Ich will daher versuchen, das podolische Dniester-Gebiet, das ich in einer Reihe von Jahren während meiner geologischen Reisen kennen zu lernen Gelegenheit hatte, auf solche Weise darzustellen, dass ich die geographischen Thatsachen vom geologischen Standpunkte aus betrachte und erkläre.

Der geologische Bau bedingt das landschaftliche Aussehen einer Gegend. Dieser Satz, der in den meisten Fällen seine Anwendung hat, kommt auch in Ostgalizien zur vollen Geltung.

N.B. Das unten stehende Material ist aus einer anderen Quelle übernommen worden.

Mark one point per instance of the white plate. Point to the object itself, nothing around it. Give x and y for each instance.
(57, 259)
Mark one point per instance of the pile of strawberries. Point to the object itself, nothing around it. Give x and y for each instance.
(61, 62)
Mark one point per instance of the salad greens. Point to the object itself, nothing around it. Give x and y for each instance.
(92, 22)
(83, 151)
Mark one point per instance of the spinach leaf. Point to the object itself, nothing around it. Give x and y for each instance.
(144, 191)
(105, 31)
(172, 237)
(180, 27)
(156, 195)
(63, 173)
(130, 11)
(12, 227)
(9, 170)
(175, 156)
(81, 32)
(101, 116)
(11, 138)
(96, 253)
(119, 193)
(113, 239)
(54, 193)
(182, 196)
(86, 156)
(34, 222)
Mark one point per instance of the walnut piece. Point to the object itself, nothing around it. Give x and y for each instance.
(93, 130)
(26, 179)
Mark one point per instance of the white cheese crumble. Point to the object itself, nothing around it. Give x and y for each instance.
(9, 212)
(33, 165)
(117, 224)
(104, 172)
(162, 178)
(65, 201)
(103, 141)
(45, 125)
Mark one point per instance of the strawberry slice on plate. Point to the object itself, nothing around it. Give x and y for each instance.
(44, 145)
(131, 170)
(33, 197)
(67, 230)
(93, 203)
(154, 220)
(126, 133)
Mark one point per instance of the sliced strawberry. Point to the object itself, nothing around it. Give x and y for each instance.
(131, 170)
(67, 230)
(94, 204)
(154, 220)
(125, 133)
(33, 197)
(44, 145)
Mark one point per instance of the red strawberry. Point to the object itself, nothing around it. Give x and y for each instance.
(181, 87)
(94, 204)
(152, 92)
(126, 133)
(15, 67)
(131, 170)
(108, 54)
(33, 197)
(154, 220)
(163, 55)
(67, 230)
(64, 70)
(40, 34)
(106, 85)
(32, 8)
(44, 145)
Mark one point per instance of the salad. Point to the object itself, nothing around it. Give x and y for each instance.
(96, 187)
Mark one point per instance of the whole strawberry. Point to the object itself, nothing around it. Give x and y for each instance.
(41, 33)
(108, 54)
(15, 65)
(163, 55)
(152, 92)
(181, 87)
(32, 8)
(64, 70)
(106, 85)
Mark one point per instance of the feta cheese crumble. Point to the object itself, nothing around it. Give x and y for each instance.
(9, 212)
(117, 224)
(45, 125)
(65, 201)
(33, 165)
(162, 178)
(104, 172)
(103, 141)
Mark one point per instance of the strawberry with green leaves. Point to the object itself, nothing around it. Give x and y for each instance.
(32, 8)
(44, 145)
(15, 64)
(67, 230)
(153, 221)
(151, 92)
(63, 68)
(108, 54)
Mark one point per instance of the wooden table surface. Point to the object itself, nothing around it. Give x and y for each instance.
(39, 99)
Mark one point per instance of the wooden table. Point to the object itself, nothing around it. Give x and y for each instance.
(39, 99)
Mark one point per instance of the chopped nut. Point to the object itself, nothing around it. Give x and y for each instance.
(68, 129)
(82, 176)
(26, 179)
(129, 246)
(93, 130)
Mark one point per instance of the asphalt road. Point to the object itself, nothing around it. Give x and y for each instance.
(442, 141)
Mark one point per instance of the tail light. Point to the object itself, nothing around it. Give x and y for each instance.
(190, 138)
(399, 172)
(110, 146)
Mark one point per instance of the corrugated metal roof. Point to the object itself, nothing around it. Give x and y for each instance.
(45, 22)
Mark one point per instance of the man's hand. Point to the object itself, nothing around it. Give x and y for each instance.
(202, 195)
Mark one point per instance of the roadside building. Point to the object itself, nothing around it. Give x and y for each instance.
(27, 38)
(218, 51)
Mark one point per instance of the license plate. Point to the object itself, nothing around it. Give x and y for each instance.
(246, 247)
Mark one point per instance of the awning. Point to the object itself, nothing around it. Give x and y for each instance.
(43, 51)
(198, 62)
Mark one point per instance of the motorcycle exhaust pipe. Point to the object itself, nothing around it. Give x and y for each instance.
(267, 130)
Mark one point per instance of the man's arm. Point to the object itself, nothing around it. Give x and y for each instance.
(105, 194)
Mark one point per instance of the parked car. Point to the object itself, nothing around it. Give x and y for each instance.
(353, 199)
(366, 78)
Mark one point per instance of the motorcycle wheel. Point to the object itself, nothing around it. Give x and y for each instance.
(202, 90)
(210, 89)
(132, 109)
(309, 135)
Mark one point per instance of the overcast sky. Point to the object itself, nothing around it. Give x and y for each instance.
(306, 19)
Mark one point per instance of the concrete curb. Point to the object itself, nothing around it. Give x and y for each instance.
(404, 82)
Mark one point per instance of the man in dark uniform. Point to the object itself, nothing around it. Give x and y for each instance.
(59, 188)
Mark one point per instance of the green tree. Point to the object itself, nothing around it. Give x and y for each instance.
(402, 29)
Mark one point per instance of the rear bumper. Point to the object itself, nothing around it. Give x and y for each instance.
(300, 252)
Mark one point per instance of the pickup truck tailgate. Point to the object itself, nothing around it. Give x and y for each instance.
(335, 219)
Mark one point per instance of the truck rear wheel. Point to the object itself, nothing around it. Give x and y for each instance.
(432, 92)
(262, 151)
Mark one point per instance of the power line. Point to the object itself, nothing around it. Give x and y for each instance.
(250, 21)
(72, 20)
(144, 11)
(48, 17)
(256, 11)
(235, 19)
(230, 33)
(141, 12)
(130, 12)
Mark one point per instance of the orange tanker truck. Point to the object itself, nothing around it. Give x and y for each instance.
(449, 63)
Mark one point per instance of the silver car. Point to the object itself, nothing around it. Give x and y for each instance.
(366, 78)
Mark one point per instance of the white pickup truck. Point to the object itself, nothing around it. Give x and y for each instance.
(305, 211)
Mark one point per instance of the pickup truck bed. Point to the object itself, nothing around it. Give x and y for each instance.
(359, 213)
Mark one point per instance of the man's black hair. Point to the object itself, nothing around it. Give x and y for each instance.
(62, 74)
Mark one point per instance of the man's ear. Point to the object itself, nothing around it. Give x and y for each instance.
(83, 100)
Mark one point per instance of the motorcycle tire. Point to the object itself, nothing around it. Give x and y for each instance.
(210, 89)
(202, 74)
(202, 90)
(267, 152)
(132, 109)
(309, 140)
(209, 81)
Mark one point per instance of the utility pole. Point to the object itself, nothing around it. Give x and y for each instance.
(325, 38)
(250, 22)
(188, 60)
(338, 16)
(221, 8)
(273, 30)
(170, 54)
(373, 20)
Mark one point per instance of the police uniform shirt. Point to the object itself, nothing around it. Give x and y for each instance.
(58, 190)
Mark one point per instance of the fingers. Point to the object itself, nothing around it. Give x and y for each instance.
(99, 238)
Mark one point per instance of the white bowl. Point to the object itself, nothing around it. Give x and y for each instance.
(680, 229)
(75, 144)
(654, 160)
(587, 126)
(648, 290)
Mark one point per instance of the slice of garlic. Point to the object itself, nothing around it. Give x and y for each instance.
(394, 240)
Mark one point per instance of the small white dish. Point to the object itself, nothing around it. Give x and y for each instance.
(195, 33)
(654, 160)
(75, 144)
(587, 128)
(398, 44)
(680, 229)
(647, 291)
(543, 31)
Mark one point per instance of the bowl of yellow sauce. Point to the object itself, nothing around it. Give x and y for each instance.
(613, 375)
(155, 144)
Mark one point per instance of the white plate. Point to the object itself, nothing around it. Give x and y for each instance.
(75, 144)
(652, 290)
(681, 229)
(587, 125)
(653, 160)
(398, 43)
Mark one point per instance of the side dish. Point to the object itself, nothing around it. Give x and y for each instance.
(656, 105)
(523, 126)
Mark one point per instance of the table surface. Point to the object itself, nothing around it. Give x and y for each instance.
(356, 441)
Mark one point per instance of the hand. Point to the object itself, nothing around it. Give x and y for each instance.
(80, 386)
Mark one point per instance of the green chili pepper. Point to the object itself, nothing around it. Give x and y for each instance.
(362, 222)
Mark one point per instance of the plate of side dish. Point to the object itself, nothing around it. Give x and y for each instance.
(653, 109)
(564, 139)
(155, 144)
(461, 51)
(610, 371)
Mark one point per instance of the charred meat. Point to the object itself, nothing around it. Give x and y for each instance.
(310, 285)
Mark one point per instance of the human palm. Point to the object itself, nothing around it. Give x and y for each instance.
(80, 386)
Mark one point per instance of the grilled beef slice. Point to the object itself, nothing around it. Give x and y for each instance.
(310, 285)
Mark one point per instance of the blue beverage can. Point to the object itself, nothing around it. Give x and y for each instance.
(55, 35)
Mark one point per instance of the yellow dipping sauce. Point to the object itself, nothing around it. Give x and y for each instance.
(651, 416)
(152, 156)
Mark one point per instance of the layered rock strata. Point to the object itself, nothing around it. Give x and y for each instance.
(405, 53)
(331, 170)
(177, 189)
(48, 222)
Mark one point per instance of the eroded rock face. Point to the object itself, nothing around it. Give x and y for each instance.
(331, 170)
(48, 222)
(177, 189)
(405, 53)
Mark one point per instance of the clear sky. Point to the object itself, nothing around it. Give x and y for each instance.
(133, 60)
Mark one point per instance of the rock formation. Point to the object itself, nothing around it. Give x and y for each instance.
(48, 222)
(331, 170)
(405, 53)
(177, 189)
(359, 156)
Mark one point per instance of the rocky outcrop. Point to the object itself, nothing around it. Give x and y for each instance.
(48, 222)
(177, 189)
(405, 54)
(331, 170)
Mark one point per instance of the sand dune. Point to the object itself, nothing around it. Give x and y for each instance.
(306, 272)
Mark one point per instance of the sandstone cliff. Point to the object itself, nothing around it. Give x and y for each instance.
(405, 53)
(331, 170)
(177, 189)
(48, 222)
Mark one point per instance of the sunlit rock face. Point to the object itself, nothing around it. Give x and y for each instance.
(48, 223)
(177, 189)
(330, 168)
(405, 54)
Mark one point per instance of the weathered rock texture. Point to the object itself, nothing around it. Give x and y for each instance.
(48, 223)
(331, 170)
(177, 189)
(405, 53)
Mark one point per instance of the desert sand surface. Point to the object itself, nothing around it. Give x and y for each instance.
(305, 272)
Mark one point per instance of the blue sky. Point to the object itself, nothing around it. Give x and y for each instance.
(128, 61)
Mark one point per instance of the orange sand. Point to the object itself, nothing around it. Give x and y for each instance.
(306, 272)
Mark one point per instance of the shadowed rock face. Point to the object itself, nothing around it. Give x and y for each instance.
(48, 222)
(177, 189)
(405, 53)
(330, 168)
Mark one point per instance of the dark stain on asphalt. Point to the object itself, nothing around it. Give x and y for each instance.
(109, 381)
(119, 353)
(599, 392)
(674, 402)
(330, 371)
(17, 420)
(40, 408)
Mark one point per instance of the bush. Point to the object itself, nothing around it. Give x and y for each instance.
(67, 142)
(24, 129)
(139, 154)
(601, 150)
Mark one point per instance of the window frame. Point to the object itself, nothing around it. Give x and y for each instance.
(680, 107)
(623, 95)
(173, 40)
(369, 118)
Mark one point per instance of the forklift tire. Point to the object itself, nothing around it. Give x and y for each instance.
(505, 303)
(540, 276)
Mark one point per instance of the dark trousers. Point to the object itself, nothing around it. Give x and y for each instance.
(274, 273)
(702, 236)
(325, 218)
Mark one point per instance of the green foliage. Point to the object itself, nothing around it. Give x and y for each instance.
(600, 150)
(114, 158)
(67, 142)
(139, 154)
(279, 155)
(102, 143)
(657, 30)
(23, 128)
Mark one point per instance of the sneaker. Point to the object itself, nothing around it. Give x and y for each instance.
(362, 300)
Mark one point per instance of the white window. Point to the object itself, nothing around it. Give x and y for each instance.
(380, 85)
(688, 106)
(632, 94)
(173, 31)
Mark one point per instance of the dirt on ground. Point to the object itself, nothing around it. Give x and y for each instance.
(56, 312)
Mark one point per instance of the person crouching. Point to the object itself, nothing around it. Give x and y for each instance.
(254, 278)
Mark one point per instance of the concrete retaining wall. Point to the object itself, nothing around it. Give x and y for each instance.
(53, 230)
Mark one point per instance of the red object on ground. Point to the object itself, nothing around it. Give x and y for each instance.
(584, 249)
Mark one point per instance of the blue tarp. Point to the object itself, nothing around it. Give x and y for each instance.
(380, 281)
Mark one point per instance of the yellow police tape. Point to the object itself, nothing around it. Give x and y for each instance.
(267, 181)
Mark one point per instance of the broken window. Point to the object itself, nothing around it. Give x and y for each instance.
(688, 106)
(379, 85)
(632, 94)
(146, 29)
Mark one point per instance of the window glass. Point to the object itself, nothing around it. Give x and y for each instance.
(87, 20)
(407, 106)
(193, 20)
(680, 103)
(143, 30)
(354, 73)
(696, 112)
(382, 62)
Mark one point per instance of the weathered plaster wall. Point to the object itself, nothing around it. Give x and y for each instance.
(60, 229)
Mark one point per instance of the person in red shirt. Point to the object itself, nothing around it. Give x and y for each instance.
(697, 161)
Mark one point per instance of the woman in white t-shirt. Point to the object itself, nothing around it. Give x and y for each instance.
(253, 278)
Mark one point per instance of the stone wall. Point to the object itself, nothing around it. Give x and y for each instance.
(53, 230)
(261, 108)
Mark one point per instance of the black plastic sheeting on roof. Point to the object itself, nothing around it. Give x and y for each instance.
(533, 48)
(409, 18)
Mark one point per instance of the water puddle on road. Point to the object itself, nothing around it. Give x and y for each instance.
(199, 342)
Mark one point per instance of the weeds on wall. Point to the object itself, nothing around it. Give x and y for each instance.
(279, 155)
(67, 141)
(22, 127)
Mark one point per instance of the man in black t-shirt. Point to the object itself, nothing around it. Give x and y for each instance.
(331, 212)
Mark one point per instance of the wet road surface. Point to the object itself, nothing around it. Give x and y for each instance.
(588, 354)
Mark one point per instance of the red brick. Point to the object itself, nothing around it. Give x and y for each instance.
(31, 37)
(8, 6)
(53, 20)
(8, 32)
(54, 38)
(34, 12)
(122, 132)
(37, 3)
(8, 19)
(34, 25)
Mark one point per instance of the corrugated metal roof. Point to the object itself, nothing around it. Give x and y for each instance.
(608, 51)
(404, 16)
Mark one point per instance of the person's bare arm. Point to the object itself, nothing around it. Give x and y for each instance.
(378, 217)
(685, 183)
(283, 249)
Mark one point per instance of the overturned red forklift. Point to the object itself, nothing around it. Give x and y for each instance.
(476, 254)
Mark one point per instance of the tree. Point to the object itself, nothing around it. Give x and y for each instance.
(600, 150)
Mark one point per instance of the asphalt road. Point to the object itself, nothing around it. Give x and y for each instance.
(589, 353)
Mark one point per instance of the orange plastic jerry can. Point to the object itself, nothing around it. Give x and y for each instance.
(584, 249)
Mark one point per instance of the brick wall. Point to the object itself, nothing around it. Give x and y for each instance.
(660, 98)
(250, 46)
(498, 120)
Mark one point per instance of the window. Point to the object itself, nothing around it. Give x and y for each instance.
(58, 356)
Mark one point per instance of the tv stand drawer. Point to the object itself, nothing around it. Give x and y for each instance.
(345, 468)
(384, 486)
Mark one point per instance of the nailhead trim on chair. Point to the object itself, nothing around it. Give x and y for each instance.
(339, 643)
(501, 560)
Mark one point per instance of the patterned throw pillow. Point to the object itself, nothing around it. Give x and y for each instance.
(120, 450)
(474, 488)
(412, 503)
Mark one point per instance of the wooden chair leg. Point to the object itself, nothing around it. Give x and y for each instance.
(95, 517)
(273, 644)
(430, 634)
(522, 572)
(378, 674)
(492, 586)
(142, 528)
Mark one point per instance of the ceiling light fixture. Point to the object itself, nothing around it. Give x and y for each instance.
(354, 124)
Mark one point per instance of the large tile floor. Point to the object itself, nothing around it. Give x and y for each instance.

Wenn wir von Süd gegen Nord des genannten Landes eine Reise machen, so passiren wir die vier geologischen Elemente Ostgaliziens, die schon äusserlich wesentlich von einander verschieden sind.

Wir befinden uns zuerst an der ungarischen Grenze in den Karpathen. Lange, parallele, zusammengeschobene Bergrücken, deren einzelne Gipfel sich über 2000 m erheben, streichen in südöstlicher Richtung fort und werden von grossen Tannen- und Buchenwaldungen bedeckt. Sie bestehen vorwaltend aus Sandsteinen und Mergeln der Kreideund Tertiärformation, deren Schichten vielfach gestört: aufgerichtet, gebogen und verschoben sind. Es ist dasselbe Element, das unter dem Namen des,,Wiener Sandsteines" die nördlichste Hülle der Alpen bildet, bei Wien abbricht, sich dann in einzelnen Schollen in Nieder- Österreich und Petermann's Geogr. Mittheilungen. 1881, Heft V.

Mähren fortsetzt, bis es endlich in den Ostkarpathen zur riesigen Entwickelung gelangt, so dass die anderen alpin-geologischen Elemente ganz zurückgedrängt werden. Die äussere Gestalt der Karpathen entspricht auch vollkommen dieser geologischen Zusammensetzung. Man sieht hier weder kühne zackige Formen des Kalkgebirges, noch die bauchigen Kuppen der altkrystallinischen Massen; die Berge sind rundlich, die Böschungen sanft. Eine wellige bewaldete Ebene, deren Oberfläche aus Alluvien der Karpathenflüsse besteht, breitet sich in Norden vor den Karpathen aus. Wir befinden uns da in der Region der miocänen, Salz und Petroleum führenden Thone, die den Nordrand des Gebirges in einer vertical mächtigen Entwickelung begleiten, und deren Schichtung mit Ausnahme des knapp an den Karpathen liegenden vielfach gestörten Theiles, ganz sanfte Anti- und Synclinalen aufweist. Die wasserdichten Ablagerungen bewirken hier die häufige Versumpfung der Gegend, und die grosse Decke des alluvialen Geschiebes ist die Ursache der geringen Fruchtbarkeit des Bodens. Noch weiter im Norden erblicken wir wieder ein anderes Bild.

Ein fruchtbares, aber waldarmes Plateau von zahlreichen tiefen Schluchten und Thälern durchzogen breitet sich vor unseren Augen aus und erstreckt sich gegen Ost weit über die österreichische Grenze hinaus: es ist die Hochebene von Podolien.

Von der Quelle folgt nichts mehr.